Around 1920, Keeble met and became a lifelong friend of A. M. Burton, founder of the Life and Casualty Insurance Company of Tennessee, who provided funding for his preaching and travels. This consistent help certainly furthered Keeble's gospel efforts. Yet despite many of his white brethren donating money, time, and resources to see Keeble succeed, they also did not challenge the segregation of congregations. For his part, Keeble maintained an air of humility and gratitude that covered any bitterness he may have felt about preaching in the Jim Crow South. He refrained almost entirely from speaking publicly on matters of racial inequality and thus ensured he didn’t lose the support he needed from white brethren to get the message out to the African-American population. Even so, he faced racially charged threats and assaults throughout his career.

Keeble was known both for his great wit and for his willingness to preach the gospel with unapologetic fervor. An avid and skilled debater, he reasoned out his positions on such issues as foot-washing, baptism, the Holy Spirit, and miracles at debates that took him to Alabama, Oklahoma, Colorado, and Florida.

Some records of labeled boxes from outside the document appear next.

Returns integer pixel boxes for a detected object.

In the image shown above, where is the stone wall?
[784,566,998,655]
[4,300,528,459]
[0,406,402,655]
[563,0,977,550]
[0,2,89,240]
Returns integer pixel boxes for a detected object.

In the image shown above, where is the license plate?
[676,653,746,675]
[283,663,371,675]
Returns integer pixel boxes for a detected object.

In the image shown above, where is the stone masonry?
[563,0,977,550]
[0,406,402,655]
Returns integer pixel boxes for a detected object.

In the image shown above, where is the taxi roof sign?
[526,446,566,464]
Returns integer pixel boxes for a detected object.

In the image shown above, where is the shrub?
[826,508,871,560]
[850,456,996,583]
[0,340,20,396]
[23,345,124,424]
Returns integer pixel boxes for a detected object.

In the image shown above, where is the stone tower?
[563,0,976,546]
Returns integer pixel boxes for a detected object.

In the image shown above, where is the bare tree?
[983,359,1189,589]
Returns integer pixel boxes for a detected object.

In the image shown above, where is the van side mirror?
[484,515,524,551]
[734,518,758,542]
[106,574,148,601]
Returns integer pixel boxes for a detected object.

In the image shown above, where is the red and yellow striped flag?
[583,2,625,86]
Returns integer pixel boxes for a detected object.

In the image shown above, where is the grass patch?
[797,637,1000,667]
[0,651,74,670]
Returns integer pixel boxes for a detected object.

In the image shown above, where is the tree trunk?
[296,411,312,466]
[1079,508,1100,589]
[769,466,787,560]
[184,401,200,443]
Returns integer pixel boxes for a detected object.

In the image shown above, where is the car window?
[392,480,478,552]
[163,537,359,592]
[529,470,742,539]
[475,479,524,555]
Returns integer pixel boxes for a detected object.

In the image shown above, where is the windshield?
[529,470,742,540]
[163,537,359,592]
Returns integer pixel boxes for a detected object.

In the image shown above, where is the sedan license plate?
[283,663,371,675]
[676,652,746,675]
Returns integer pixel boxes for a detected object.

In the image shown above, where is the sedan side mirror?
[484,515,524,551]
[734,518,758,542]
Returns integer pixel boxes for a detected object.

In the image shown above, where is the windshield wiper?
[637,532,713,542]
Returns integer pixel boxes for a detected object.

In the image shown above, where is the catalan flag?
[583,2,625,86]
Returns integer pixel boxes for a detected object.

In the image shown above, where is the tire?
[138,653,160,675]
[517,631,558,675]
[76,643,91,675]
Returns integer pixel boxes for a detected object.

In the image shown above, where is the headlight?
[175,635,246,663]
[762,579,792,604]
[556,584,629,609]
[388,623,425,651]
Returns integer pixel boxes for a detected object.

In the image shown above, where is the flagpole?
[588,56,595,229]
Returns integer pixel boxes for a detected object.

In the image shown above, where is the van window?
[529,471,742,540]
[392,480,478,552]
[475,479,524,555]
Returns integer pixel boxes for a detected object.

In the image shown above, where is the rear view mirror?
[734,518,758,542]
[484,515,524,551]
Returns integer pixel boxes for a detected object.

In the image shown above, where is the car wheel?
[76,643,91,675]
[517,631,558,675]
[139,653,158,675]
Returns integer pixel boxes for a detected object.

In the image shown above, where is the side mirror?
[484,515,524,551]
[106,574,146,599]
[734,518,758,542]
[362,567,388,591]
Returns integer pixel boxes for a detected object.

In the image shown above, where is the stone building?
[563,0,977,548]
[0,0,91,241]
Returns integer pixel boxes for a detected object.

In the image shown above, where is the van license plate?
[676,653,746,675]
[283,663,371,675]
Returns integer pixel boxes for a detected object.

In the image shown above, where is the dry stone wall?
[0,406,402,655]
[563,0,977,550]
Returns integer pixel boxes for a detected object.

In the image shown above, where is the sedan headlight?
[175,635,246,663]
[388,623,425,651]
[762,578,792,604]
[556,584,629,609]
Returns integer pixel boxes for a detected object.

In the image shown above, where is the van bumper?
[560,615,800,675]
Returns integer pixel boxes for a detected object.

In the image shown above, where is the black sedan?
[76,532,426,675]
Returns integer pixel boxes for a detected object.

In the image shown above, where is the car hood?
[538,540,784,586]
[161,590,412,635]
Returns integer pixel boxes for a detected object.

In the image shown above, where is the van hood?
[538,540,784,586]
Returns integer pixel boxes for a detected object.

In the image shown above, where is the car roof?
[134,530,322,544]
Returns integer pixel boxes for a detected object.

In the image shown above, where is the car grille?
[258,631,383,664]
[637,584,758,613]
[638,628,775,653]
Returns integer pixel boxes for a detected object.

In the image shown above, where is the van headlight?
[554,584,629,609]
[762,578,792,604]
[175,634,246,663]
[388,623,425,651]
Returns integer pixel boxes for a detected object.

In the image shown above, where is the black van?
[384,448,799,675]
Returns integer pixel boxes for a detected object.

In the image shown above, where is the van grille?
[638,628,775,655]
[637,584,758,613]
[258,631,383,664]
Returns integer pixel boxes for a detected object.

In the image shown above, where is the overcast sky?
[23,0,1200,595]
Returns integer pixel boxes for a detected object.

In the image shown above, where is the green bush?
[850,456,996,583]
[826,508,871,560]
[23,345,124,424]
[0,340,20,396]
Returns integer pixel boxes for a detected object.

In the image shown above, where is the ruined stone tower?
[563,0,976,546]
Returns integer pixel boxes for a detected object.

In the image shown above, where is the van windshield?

Eventually, his evangelistic efforts took him to nearly every state in the country.

== Later life and career ==
In 1942, he helped found and became the first president of Nashville Christian Institute. It has been estimated that during his life, he baptized over 40,000 people around the world. Keeble was also primarily responsible for the establishment of several Christian schools, of which the primary surviving example is Southwestern Christian College. He also helped establish the Silver Point Christian Institute (now the West End Church of Christ Silver Point) in 1909.

At the age of 83, Keeble became a world traveler. On his first journey (October 1960), he and Lucien Palmer toured Israel, then proceeded on to Nigeria, where Keeble preached day and night to large audiences. While in Nigeria, he was made an honorary chief of one tribe. The second journey began in October 1962, which took Keeble, Palmer, and Nashville dairyman Houston Ezell all the way around the world. Their first stop was Nigeria, where Keeble engaged in training preachers and preparing for the construction of the Nigerian Christian Secondary School in Ukpom. The main administrative building at NCSS is named Keeble Hall in his honor. The Christians in Nigeria also pleaded with Keeble to start a hospital there, and he relayed the plea from pulpits back in America. Partly as a result, the Nigerian Christian Hospital was founded in 1965. From Nigeria, the three travelers went on to Ethiopia, India, Singapore, and Korea, among other places. Finally, they returned home via Hawaii and Los Angeles.

In 1965, Keeble was honored by Harding University with an honorary Doctor of Law degree. Tennessee Governor Frank G. Clement appointed him a Colonel Aide-de-Camp. He was the first African-American so honored in Tennessee history. He preached his last sermon on April 17, 1968.

==Personal life and death==
Keeble's first marriage to Minnie Womack, a graduate of Fisk University High School, began in 1896. Their marriage lasted until her death on December 11, 1932. The couple had five children, all of whom died in infancy, childhood, or early adulthood; all preceded Keeble in death.

Keeble married his second wife, Laura Catherine Johnson, on April 3, 1934. A long-time friend and fellow preacher, B. C. Goodpasture, officiated at the ceremony. Keeble's second wife was born on August 6, 1898. She was baptized into Christ in 1913. She died at age 108 on March 5, 2007.

Keeble died on April 20, 1968. He was buried in the historic African-American Greenwood Cemetery in Nashville.

==Notes and references==

Another semi-biographical account is His Hand and Heart: The Wit and Wisdom of Marshall Keeble by Willie Cato.